Immigration is a very complicated system and, inevitably, tinkering with one part causes effects–sort of like that butterfly’s wings over in China–that are difficult, if not impossible, to anticipate:
“President Trump took a first step today toward cleaning up the mess that President Obama’s unlawful amnesty left behind. President Trump is right that this amnesty would never have stood up in court. Yet, we now face a situation where 800,000 people, who were brought to our country as minors, face legal limbo. Dealing with this problem is a legislative task, not an executive-branch task. But we must recognize that codifying the DACA program will have two negative consequences: encouraging future illegal immigration with minors and allowing those 800,000 people to obtain legal status for their family members via chain migration, which rewards the very people who broke the law in the first place and further depresses working-class wages. Thus, we must mitigate these consequences by stopping the chain migration that hurts the working class and by strengthening the enforcement of our immigration laws. I’ve introduced legislation, the RAISE Act, that would limit the amount of low-skilled immigration coming into our country, and my colleagues have several proposals to strengthen enforcement. These should be the starting point of our discussions, and I look forward to working with all of my colleagues to come up with a deal that protects American workers.”

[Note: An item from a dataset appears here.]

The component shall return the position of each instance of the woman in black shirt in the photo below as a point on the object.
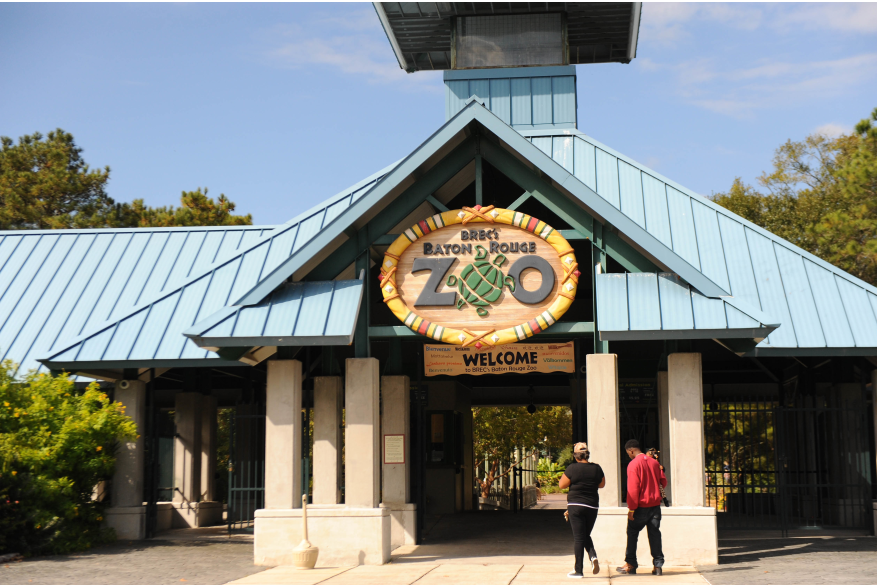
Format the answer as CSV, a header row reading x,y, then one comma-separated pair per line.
x,y
583,479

While it seems that common justice demands we try to do something for people who were brought, illegally, to the US as infants and who are for all intents and purposes Americans, we can’t be blind to the fact that DACA was the proximate cause of a flood of unaccompanied minors and families with children hitting the border. We can’t, while trying to remedy one problem, create perverse incentives to attract more of the problem.
(I also note that Cotton outed himself as a racist and xenophobe by mentioning ‘chain migration’ which, I’ve been told, actually does not exist outside of white nationalist rhetoric.)
The solution looks easy: give 800,000 illegals a clear path to citizenship. But what about the next 800,000 that will follow?